According to the Centers for Disease Control and Prevention (CDC), this type of injury results in more than 15,000 emergency visits and 4,000 hospitalizations each year. Within the same period, at least 400 Americans die.
Why Is Carbon Monoxide Dangerous?
Carbon monoxide poisoning is perhaps one of the misunderstood types of injuries in the country. Not many people understand how and why it happens in the first place.
Carbon monoxide is a type of gas that develops when carbon meets with oxygen. In the homes, carbon usually comes from various heating systems. These include boilers, stoves, furnaces, and chimneys.
During combustion, the carbon from these sources will then combine with oxygen. But the process can get tricky. When there’s enough oxygen available, such as there’s proper ventilation, then the by-product is carbon dioxide.
When the combustion is incomplete, and there’s not enough space for the gas to go out, the mixture might only produce carbon monoxide. This type of gas is odorless and colorless, which means you will never know it’s there unless you start experiencing the symptoms such as dizziness, vomiting, and shortness of breath. Over time, it may worsen to confusion, blurred vision, and even death.

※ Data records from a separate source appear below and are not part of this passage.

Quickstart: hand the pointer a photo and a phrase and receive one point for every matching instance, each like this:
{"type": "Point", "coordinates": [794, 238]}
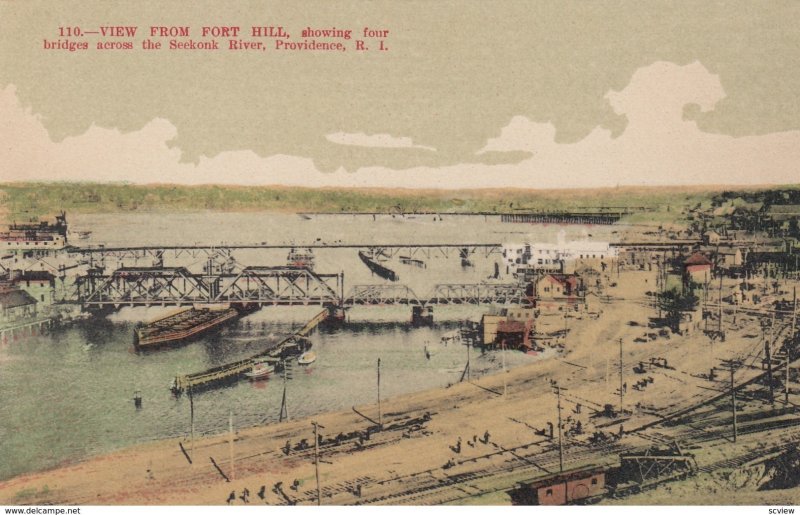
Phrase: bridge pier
{"type": "Point", "coordinates": [421, 316]}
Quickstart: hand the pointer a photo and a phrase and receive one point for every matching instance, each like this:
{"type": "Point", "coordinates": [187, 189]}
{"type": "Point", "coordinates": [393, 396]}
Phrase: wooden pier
{"type": "Point", "coordinates": [181, 326]}
{"type": "Point", "coordinates": [231, 372]}
{"type": "Point", "coordinates": [23, 329]}
{"type": "Point", "coordinates": [600, 218]}
{"type": "Point", "coordinates": [376, 267]}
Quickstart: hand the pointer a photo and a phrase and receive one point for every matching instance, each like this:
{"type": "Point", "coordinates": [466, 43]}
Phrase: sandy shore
{"type": "Point", "coordinates": [414, 459]}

This is because it binds strongly to the oxygen in the bloodstream when you inhale it. It then prevents the blood from transporting the important gas to the different parts of the body.
What Should You Do?
In Connecticut, the temperature can drop or be chilly, so it’s nearly impossible to live in a home without proper heating. What you need is to make sure that your heat sources are working well.

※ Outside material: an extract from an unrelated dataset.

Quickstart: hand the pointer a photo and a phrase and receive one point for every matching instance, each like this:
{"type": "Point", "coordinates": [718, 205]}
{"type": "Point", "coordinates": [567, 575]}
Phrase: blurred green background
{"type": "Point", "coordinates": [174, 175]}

For example, you should have a regular chimney cleaning in Connecticut. Some people wrongly believe that fireplaces already possess excellent ventilation because of the chimneys.
They don’t realize that soot, dust, and other particles can still accumulate on the walls and the liners. As they build up, they can limit the combustion process. They restrict the amount of gas that should leave the house.
Perhaps you think that the state is already in spring. Granted, studies show there’s a strong correlation between winter and the number of poisoning cases.
A 2016 study that appeared in the Archives of Environmental & Occupational Health, however, revealed outbreaks of carbon monoxide poisoning associated with storms. During this period, power outages can occur, forcing homeowners to use their traditional heating systems such as fireplaces to provide warmth.
Not everyone exposed to carbon monoxide poisoning dies, but it doesn’t mean the effects wear off. A study in Lifespan said that it might cause long-lasting damage to the heart. It can persist even after doctors can successfully remove the gas from the body.
Prevention then is always better than cure, especially in this case. Provide proper ventilation and see to it your heating systems are in good condition.